Abstract

Data assimilation is often viewed as a framework for correcting short-term error growth in dynamical climate model forecasts. When viewed on the time scales of climate however, these short-term corrections, or analysis increments, closely mirror the systematic bias patterns of the dynamical model. In this work, we show that Convolutional Neural Networks (CNNs) can be used to learn a mapping from model state variables to analysis increments, thus promoting the feasibility of a data-driven model parameterization which predicts state-dependent model errors. We showcase this problem using an ice-ocean data assimilation system within the fully coupled Seamless system for Prediction and EArth system Research (SPEAR) model at the Geophysical Fluid Dynamics Laboratory (GFDL), which assimilates satellite observations of sea ice concentration. The CNN then takes inputs of data assimilation forecast states and tendencies, and makes predictions of the corresponding sea ice concentration increments. Specifically, the inputs are sea ice concentration, sea-surface temperature, ice velocities, ice thickness, net shortwave radiation, ice-surface skin temperature, and sea-surface salinity.

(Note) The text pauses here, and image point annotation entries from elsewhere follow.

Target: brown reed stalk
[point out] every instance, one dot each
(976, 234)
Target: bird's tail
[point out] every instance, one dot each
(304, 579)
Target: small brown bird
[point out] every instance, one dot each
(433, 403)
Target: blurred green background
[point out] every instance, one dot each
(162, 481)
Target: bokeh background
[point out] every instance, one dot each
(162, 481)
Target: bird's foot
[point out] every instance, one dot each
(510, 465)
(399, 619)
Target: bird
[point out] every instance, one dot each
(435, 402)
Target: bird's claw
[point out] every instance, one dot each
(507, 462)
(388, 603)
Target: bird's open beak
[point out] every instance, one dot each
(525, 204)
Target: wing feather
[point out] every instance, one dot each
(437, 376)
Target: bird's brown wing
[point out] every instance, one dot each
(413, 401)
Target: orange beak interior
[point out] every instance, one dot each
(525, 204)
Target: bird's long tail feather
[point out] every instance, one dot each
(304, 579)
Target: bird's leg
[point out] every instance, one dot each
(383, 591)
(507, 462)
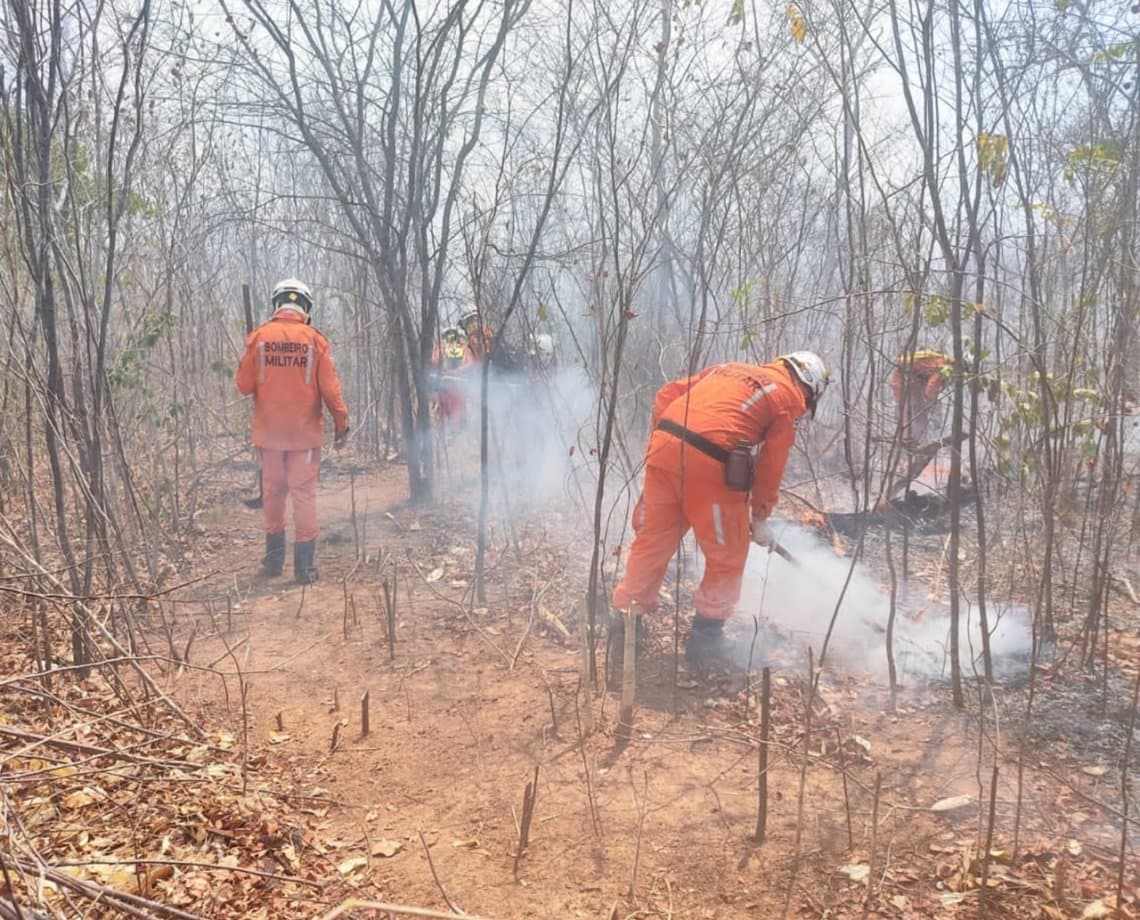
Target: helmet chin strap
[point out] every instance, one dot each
(295, 308)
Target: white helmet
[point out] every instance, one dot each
(290, 292)
(811, 371)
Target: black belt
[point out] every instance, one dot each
(699, 441)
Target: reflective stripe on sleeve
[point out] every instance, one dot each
(757, 396)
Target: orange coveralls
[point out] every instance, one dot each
(915, 384)
(727, 404)
(290, 372)
(449, 360)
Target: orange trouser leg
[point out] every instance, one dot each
(290, 473)
(659, 523)
(274, 489)
(301, 467)
(722, 524)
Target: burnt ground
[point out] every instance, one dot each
(286, 808)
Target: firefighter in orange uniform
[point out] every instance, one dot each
(480, 339)
(917, 383)
(450, 359)
(699, 474)
(290, 372)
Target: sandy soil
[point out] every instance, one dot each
(474, 701)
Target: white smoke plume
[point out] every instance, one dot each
(799, 600)
(537, 456)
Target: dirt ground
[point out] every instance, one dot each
(479, 725)
(473, 702)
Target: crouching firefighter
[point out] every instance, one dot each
(702, 472)
(288, 369)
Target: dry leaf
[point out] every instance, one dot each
(79, 798)
(352, 864)
(952, 804)
(855, 871)
(384, 847)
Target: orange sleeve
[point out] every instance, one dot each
(246, 376)
(330, 387)
(934, 384)
(771, 463)
(674, 390)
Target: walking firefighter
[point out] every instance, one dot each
(288, 371)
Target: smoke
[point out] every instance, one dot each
(795, 604)
(535, 452)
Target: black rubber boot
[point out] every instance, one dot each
(707, 648)
(304, 568)
(273, 562)
(616, 648)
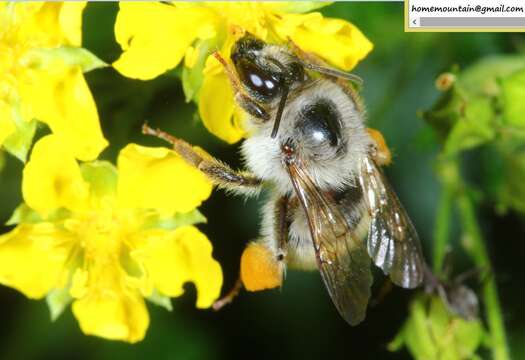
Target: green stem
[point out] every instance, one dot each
(476, 247)
(442, 227)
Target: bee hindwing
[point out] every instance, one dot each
(393, 243)
(342, 258)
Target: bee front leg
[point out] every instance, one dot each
(218, 172)
(243, 100)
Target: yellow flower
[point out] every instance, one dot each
(155, 38)
(41, 78)
(105, 238)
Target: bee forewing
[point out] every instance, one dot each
(393, 243)
(342, 259)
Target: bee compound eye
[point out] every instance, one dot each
(263, 83)
(320, 123)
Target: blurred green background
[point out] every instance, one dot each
(299, 321)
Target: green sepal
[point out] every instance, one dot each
(102, 177)
(57, 301)
(23, 214)
(72, 56)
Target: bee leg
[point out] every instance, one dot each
(218, 172)
(282, 226)
(381, 154)
(244, 101)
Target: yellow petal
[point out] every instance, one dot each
(70, 19)
(337, 41)
(32, 259)
(216, 108)
(61, 98)
(155, 36)
(7, 127)
(109, 308)
(52, 178)
(157, 178)
(172, 258)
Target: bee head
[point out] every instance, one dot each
(266, 78)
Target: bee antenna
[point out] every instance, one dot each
(279, 112)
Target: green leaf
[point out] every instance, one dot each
(513, 98)
(57, 301)
(102, 177)
(19, 142)
(474, 128)
(155, 221)
(160, 300)
(73, 56)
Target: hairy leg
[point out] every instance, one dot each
(218, 172)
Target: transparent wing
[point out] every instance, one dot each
(342, 259)
(393, 243)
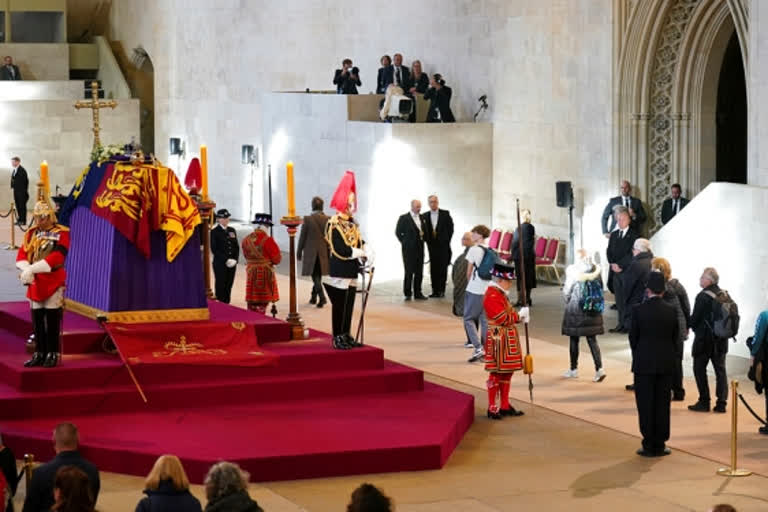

We show that the CNN is able to make skilful predictions of the increments, particularly between December and February in both the Arctic and Antarctic, with average daily spatial pattern correlations of 0.72 and 0.79, respectively. Initial investigation of implementation of the CNN into the fully coupled SPEAR model shows that the CNN can reduce biases in retrospective seasonal sea ice forecasts by emulating a data assimilation system, further suggesting that systematic sea ice biases could be reduced in a free-running climate simulation.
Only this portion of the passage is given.